The Korea Herald


Seoul’s own missile fails midway

Malfunctioning ballistic missile sparks concern over Seoul’s military capability

By Yeo Jun-suk

Published : Sept. 15, 2017 - 18:24

    • Link copied

In response to North Korea‘s missile launch Friday, South Korea fired off two ballistic missiles, but one of them crashed into the sea, sparking concern over Seoul’s missile capacity to counter the rogue regime.

According to South Korea’s Joint Chiefs of Staff, one Hyunmoo II-A intermediate-range ballistic missile splashed into the East Sea within a few seconds of being launched. The other flew 250 kilometers and hit its intended target accurately in a simulated pre-emptive strike.

South Korea’s military conducted the missile test almost simultaneously with that of North Korea. The North’s missile -- thought to be an intermediate-range Hwasong-12 -- blasted off at 6:57 a.m. from the vicinity of Sunan airport near Pyongyang.
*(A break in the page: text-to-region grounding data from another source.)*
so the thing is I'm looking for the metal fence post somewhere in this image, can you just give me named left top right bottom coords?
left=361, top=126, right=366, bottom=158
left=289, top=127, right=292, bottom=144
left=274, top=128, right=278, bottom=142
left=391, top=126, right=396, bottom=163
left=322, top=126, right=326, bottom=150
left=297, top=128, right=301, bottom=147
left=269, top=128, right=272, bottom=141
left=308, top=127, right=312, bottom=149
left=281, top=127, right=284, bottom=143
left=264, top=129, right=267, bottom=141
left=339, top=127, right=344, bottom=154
“We’re trying to determine the exact cause of its failure,” said a Seoul military official who declined to reveal his identity due to the sensitivity of the issue. “We believe there was no damage to the area near the test site.”

Hyunmoo II-A missile. Yonhap Hyunmoo II-A missile. Yonhap

Capable of traveling 300 kilometers and carrying up to a 1.5-ton warhead, the Hyunmoo II-A missile has been billed as a key asset for the South Korean military to destroy North Korea’s underground nuclear sites, missile facilities and wartime commands.
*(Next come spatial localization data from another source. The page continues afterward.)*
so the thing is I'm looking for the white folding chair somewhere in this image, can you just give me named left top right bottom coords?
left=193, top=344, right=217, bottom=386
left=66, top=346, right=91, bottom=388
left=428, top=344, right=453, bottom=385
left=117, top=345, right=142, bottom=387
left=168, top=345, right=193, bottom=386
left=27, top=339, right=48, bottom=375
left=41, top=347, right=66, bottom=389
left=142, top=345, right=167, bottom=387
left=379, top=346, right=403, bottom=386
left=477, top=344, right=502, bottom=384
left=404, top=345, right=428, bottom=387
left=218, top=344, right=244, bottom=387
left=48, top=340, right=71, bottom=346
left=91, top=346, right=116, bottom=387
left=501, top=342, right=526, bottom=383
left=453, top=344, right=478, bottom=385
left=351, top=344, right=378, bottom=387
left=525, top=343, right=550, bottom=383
Besides the Hyunmoo II-A, South Korea has similar Hyunmoo-class surface-to-surface missiles. Hyunmoo II-B can fly about 500 kilometers, carrying a 1-ton warhead and Hyunmoo II-C can travel about 800 kilometers, putting nearly all of North Korea within its range. 

Earlier this month, South Korea and the United States agreed to scrap limits on the payload of South Korean ballistic missiles. Previously, Seoul was banned from fitting warheads weighing more than 500 kilograms on its ballistic missiles with a range of over 800 kilometers.

Faced with North Korea’s ever-evolving missile threat, South Korea has been scrambling to establish its own three-layered anti-missile system by the 2020s. The system consists of the Kill Chain system, the Korea Air Missile Defense system and Korea Massive Punishment and Retaliation plan.

Kill Chain is designed to detect signs of preparation for a missile launch and strike missile facilities before liftoff. KAMD involves shooting down the missiles midair and KMPR is to strike Pyongyang’s command posts in the event of nuclear attacks.